1. Title: The Consumer Revolution of the Eighteenth Century and America¿s Relationship with Britain
Note: This lesson overview is similar to that for "The Consumer Revolution of the Eighteenth Century and American identity" lesson; it uses different sources and background essay materials to guide students to address different essential questions. Teacher-author: This lesson was created by Dave Neumann, Long Beach Unified School District.
This lesson takes an important colonial topic, the New England economy, and places it in the context of a transatlantic consumer economy. It addresses key issues, like the roles of average people "including women, consumers, and shopkeepers" in the development of this economy. This lesson involves students in examining and evaluating primary documents to construct an answer to a significant historical question. It should take one to two traditional periods, depending on the pace of the class. Besides access to the Elizabeth Murray website, the only required material is the class textbook.
3. Historical background and bibliography:
Over the course of the 1700s, the wealth of average Americans increased steadily.
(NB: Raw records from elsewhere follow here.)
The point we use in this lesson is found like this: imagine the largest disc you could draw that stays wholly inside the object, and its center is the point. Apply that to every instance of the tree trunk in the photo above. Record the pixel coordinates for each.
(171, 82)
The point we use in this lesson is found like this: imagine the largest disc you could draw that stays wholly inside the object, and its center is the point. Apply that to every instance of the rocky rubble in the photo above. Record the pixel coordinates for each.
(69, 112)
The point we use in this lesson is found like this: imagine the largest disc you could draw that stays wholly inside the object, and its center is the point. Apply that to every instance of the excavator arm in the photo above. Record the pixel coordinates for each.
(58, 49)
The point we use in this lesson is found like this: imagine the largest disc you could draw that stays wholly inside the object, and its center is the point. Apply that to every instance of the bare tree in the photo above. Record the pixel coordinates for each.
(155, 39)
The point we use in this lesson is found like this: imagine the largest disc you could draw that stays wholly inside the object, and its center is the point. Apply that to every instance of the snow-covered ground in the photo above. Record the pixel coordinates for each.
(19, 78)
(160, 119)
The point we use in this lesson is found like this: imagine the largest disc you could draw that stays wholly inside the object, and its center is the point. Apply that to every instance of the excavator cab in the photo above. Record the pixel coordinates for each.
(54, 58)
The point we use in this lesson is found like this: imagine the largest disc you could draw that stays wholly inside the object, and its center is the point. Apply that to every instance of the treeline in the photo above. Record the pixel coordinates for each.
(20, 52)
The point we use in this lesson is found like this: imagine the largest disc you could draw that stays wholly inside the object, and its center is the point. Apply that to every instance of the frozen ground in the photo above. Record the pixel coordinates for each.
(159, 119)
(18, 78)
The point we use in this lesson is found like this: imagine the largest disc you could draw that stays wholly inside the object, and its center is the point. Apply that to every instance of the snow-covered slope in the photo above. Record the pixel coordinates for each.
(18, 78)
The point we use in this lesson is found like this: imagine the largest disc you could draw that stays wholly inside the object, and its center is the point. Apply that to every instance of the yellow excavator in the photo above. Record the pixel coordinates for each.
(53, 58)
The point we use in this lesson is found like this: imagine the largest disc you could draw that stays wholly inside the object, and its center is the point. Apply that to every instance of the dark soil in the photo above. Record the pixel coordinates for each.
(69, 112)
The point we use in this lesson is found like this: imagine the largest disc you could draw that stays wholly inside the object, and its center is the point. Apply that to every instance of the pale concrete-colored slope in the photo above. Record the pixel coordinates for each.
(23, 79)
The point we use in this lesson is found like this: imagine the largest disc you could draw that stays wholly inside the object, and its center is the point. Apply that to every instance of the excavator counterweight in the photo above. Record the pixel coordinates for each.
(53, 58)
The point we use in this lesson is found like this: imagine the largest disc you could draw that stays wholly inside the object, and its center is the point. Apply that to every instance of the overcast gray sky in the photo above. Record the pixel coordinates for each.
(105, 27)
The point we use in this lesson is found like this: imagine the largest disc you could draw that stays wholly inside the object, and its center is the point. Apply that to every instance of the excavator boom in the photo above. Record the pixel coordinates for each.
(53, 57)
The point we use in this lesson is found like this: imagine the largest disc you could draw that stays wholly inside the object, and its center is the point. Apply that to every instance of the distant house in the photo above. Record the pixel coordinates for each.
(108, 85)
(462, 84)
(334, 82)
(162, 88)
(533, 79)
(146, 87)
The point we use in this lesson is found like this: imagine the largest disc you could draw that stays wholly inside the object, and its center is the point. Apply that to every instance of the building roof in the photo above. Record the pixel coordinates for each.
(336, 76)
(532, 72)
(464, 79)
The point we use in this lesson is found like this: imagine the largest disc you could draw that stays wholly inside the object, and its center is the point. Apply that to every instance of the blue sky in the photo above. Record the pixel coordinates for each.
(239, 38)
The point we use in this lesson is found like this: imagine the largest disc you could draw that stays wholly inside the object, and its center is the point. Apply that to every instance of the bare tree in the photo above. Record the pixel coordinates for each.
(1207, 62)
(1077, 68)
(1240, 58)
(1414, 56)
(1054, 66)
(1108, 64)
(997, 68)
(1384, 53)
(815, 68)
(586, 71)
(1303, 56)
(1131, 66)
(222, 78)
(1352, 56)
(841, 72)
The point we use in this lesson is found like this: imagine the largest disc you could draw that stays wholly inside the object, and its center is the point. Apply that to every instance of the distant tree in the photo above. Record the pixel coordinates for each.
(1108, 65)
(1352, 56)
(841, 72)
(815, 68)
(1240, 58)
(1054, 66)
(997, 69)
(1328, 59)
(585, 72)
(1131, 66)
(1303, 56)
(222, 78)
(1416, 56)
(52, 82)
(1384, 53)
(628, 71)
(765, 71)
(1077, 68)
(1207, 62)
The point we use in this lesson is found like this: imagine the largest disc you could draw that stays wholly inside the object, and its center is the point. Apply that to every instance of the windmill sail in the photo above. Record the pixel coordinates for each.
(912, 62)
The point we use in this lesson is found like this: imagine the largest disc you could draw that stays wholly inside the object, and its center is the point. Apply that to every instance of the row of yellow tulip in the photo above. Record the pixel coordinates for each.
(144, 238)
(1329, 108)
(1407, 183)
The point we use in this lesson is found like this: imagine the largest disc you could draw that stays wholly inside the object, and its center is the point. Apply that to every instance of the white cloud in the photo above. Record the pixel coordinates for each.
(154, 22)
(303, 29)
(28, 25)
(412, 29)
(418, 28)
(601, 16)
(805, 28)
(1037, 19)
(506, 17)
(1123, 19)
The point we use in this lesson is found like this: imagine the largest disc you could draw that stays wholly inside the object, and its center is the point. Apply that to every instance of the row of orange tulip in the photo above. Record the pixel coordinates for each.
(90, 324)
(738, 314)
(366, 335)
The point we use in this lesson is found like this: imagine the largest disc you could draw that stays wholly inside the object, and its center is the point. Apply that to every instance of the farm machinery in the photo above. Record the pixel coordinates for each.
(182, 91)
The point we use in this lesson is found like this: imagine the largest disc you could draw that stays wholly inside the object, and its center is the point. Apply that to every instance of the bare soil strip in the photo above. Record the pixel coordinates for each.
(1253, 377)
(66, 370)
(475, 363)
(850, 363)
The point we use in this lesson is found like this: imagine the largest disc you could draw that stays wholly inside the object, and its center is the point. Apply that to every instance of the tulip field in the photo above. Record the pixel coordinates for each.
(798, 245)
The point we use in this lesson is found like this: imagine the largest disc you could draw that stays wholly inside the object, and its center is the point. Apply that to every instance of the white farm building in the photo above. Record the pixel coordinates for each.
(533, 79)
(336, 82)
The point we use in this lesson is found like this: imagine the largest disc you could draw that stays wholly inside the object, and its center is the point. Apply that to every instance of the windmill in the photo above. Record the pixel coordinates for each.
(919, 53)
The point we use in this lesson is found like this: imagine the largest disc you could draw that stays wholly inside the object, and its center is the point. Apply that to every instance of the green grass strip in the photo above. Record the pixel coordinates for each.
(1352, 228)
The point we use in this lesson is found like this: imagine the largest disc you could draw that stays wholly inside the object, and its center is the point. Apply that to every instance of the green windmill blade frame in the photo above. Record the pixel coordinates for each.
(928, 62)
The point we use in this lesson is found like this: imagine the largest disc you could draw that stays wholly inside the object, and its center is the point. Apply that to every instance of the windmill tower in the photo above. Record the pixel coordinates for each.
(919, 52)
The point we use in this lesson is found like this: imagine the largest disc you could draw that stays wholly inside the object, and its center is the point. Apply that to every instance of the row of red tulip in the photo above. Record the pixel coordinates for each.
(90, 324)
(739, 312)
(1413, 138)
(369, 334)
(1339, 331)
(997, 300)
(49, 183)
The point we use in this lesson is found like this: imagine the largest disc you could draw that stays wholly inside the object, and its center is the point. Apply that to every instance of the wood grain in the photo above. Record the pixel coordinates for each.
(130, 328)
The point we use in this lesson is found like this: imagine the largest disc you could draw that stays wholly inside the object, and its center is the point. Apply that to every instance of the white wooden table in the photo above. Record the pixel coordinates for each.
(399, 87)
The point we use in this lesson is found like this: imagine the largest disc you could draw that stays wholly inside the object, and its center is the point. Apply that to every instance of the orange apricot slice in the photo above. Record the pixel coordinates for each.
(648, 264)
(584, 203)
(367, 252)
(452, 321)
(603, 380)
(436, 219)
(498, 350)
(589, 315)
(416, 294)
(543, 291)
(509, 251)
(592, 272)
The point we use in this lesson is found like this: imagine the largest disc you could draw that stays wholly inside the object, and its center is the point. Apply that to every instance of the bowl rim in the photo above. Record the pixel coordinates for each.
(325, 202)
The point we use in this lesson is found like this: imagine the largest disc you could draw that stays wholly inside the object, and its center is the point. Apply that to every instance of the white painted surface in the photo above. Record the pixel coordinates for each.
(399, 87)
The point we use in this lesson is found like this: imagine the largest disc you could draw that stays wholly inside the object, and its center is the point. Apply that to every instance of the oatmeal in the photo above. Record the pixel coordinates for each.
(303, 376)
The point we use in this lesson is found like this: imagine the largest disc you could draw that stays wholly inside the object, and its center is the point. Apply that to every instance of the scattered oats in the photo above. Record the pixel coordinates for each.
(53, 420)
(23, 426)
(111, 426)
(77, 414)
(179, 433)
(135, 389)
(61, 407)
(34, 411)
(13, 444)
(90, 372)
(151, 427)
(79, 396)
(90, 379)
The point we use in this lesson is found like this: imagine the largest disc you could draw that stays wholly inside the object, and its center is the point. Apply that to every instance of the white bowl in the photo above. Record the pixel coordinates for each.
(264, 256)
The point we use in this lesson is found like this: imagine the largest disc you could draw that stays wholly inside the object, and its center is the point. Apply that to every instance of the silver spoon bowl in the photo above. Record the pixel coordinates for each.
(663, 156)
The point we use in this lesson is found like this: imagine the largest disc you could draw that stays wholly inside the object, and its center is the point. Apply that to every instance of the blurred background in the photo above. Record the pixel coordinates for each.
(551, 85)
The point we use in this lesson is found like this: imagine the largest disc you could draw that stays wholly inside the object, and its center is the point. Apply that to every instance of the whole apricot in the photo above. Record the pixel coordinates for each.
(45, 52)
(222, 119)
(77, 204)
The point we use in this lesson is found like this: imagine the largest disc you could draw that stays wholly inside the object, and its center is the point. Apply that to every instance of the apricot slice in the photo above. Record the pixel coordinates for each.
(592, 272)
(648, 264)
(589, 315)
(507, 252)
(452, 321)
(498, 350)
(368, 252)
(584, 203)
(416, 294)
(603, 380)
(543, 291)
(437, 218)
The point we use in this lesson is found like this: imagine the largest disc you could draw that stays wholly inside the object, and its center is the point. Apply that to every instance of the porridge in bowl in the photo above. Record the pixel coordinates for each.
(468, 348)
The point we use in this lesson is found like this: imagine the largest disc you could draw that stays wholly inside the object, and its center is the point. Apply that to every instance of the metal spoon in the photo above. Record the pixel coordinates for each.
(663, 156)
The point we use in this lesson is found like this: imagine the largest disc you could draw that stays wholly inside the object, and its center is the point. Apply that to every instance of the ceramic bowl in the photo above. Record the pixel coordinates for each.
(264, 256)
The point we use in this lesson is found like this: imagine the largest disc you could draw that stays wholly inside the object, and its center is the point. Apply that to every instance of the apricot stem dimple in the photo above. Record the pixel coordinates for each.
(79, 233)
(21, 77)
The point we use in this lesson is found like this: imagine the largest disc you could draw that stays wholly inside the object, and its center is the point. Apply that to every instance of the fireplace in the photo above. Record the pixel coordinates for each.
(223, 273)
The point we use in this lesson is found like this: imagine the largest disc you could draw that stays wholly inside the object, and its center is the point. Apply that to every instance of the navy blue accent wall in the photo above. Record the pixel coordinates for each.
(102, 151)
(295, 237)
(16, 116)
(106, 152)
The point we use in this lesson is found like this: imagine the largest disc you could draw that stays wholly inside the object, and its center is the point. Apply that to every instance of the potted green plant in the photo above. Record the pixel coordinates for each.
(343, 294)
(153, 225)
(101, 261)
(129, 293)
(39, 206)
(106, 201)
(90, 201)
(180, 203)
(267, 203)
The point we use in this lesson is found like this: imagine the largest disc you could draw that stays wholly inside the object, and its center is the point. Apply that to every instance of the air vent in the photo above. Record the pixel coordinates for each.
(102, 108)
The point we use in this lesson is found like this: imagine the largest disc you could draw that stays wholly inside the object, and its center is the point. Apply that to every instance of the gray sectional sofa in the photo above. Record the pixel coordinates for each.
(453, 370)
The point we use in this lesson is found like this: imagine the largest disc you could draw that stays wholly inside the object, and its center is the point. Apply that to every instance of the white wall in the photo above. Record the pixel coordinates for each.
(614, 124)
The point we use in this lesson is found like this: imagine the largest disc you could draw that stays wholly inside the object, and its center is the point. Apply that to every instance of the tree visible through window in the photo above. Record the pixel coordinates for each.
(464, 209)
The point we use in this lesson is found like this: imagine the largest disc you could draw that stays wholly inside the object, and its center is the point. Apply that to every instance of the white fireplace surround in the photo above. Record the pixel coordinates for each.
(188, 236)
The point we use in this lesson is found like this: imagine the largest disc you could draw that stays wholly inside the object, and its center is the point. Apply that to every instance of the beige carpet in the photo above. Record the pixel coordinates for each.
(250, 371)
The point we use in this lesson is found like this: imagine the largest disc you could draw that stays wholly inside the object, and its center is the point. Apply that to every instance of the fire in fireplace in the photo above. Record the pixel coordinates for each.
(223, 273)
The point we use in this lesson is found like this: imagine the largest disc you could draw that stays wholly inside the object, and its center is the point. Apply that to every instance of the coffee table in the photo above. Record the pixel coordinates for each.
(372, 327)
As it did, their ability to purchase finely crafted goods increased. Over time, Americans began to think of those things increasingly as necessities, not luxuries. Desire for these goods reached across the social spectrum of Americans. The value of such goods was in part a form of "conspicuous consumption," a way of announcing prosperity, status, and the manners commensurate with such achievements. People learned to judge each other by the standard of their mastery of the products and behaviors associated with "refinement." Peers who failed to perform properly were often harshly criticized.
To accommodate the growing demand for consumer goods, a number of shops sprang up in the colonies, especially in large port cities like Boston. The trade in consumer goods aided the overall prosperity of these cities. To stimulate demand for goods and to lure customers to one's own shop, shopkeepers advertised aggressively. To keep goods flowing, shopkeepers often deferred payment in full for six months to a year. In many places in the colonies, 80 to 90 percent of all goods were sold on credit. Occasionally this practice created problems for shopkeepers, who were owed money by a great number of customers who were slow to pay up. Colonists desired credit because their prosperity was not increasing as fast as their desire for goods.
T.H. Breen,"'Baubles of Britain': The American and Consumer Revolutions of the Eighteenth Century," Past and Present [Great Britain] 1998 (119); T. H. Breen, The Marketplace of Revolution: How Consumer Politics Shaped American Independence(New York, 2004); Richard L. Bushman, The Refinement of America: Persons, Houses, Cities (New York, 1992).
4. Guiding question:
How did consumer products affect Americans' connection to Britain, did it draw them closer, or did it drive the two farther apart?
5. Learning objectives:
Students will analyze the experiences of ordinary day people within the context of the era in which they lived. Students will analyze primary documents, using them to understand life in the eighteenth century.
Input and Guided Practice:
The overview essay is the starting point of this lesson. Teachers may assign students to read the essay before class, in class, or may choose to lecture from it. Please note that the teacher version has additional detail and commentary.
Once students are familiar with the background of the "consumer revolution," they are ready to examine the documents (both secondary excerpts and primary sources). This activity can be done in groups, pairs, or individually. It might be a good idea, however, to begin by modeling or discussing the first document together. Students can use the suggestions for interpreting documents as a guideline. After examining the documents, students should be able to discuss their responses to the question: What role did consumer products play in American culture in the 1700s? Ideally, they should be able to point to various social and economic roles that consumer products played in the colonies, including provoking debates about the possible dangers of overindulgence.
The lesson could conclude by sharing out verbally, with brief quickwrites, or with longer and more formally-structured essays.